What are my choices for professional help in my divorce?

All divorces involve decisions and choices. Which solicitors will assist you, and how you will utilise their help, are decisions that can powerfully affect whether your divorce moves forward smoothly or not.

Some couples resolve all their divorce issues without any professional assistance at all, although all are advised to seek legal advice. On the other end of the spectrum, some couples engage in protracted courtroom battles that cost dearly in emotional and financial resources and can take considerable time to complete. Most people find their needs fall between these extremes.

Below are the choices for obtaining professional legal services in divorce that are available today. The list moves from choices involving the least degree of professional intervention, and the most privacy and client control, to choices involving greater professional intervention and the least privacy and control.

Mediation:

A single neutral person, who may be a lawyer, or simply a mediator,acts as the mediator for the couple. The mediator helps the couple reach agreement, but does not give individual legal advice.


Collaborative Law:

Each person retains his or her own trained collaborative lawyer to advise and assist in negotiating an agreement on all issues. All negotiations take place in "four-way" settlement meetings that both clients and both lawyers attend.

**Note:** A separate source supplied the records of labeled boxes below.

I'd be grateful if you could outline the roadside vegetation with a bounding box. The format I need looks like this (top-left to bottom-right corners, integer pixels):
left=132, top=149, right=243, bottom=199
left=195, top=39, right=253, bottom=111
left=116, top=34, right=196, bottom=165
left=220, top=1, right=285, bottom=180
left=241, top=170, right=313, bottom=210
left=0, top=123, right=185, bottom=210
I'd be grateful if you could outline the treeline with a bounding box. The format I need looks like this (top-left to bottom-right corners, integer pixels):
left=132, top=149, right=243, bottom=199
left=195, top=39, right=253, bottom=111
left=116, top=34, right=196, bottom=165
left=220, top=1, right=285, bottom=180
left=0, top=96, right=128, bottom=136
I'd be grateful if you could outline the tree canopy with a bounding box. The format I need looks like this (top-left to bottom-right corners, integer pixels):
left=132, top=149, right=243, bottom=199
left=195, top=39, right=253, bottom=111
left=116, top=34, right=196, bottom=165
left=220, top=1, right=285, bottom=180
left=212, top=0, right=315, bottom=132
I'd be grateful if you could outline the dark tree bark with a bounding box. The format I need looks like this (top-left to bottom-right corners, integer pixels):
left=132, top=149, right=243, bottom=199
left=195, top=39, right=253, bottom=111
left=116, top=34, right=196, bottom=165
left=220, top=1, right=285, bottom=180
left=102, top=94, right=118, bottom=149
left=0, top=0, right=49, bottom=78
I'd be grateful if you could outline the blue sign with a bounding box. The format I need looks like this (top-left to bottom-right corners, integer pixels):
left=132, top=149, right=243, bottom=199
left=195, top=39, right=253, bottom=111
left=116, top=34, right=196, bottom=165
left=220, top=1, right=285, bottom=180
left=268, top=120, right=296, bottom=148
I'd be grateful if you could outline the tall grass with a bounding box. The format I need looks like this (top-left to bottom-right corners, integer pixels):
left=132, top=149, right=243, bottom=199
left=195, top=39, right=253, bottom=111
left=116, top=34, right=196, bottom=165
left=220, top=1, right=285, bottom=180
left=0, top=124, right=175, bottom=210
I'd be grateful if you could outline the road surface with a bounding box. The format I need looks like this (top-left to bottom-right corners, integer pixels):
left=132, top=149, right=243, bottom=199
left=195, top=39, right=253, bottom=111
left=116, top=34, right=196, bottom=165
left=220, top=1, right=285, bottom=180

The lawyers cannot go to court or threaten to go to court. Settlement is the only agenda. If either client goes to court, both collaborative lawyers aredisqualified from further participation. Each client has built-in legal advice and advocacy during negotiations, and each lawyer's job includes guiding the client towards reasonable resolutions. The legal advice is an integral part of the process, but all the decisions are made by the clients. The lawyers generally prepare and process all papers required for the divorce.

Conventional Representation:

Each person hires a lawyer. The lawyers may be good at settling cases, in which case they work towards that goal at the same time that they prepare the case for the possibility of a court hearing. The pacing and objectives of the legal representation tend to be dictated by what happens in court. Cases handled this way generally involve higher legal fees, and take longer to complete than collaborative law cases or mediated cases. The risk of a high conflict divorce is higher than with mediation or collaborative law.

One or both parties may be motivated primarily by strong emotion(fear, anger, guilt etc) and as a consequence the parties take extreme, black and white positions and look to the courts for revenge or validation. Reasonable accommodations are not made. This is the costliest form of dispute resolution, emotionally and financially. It is always destructive for the children involved. Such cases can drag on for many years. Few clients report satisfaction with the outcome of cases handled this way, regardless of who won.